After watching: write a 200-word description of the attention mechanism in your own words. This is independent practice, not a graded deliverable, but it is the prerequisite for Module 4.5 Section 4.5.3.
4.6 Christian: The Specification Problem
Christian's Prophecy chapter 4 is titled "The Specification Problem." The central claim: the most dangerous failure mode in machine learning is not a model that does badly on the training distribution, but a model that does well on the training distribution and badly on the specification -- a model that has learned a proxy for the goal that diverges from the goal in deployment.
The security implication: the designer's specification of the trust model (what the model is supposed to treat as trusted vs untrusted input) is a proxy for the goal (a model that is impossible to manipulate via untrusted input). The proxy diverges from the goal whenever an attacker finds input that satisfies the proxy while violating the goal -- i.e., whenever an attacker finds a prompt injection that the model "correctly" processes (by the rule) while "incorrectly" behaving (against the intent).
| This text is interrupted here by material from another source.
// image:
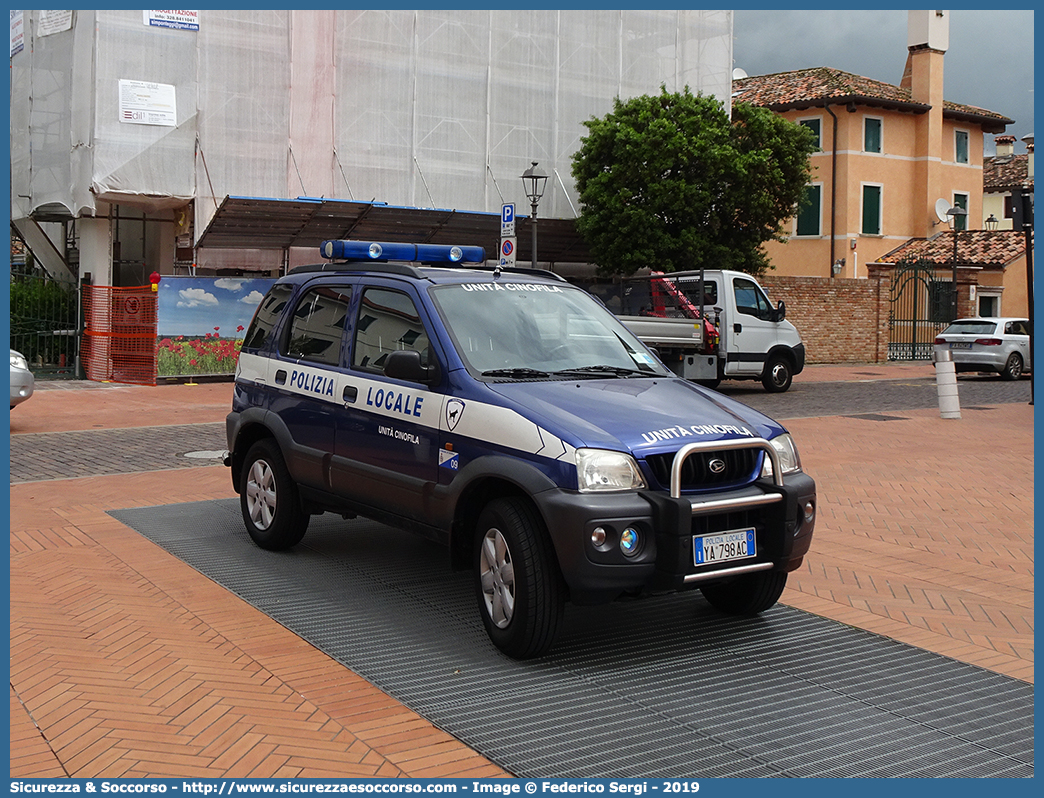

This is not a new observation for Belt-5 students. You saw it in AI-201. The Module 4 essay requires you to state it at the precision level the thesis demands: not "LLMs have a specification problem," but "the specification problem at the language layer is structurally isomorphic to the memory-safety-invariant specification problem at the substrate layer, and both are exploited by attacks that satisfy the rule while violating the intent."
If you can write that sentence with evidence from your own experiments, you have passed Module 4.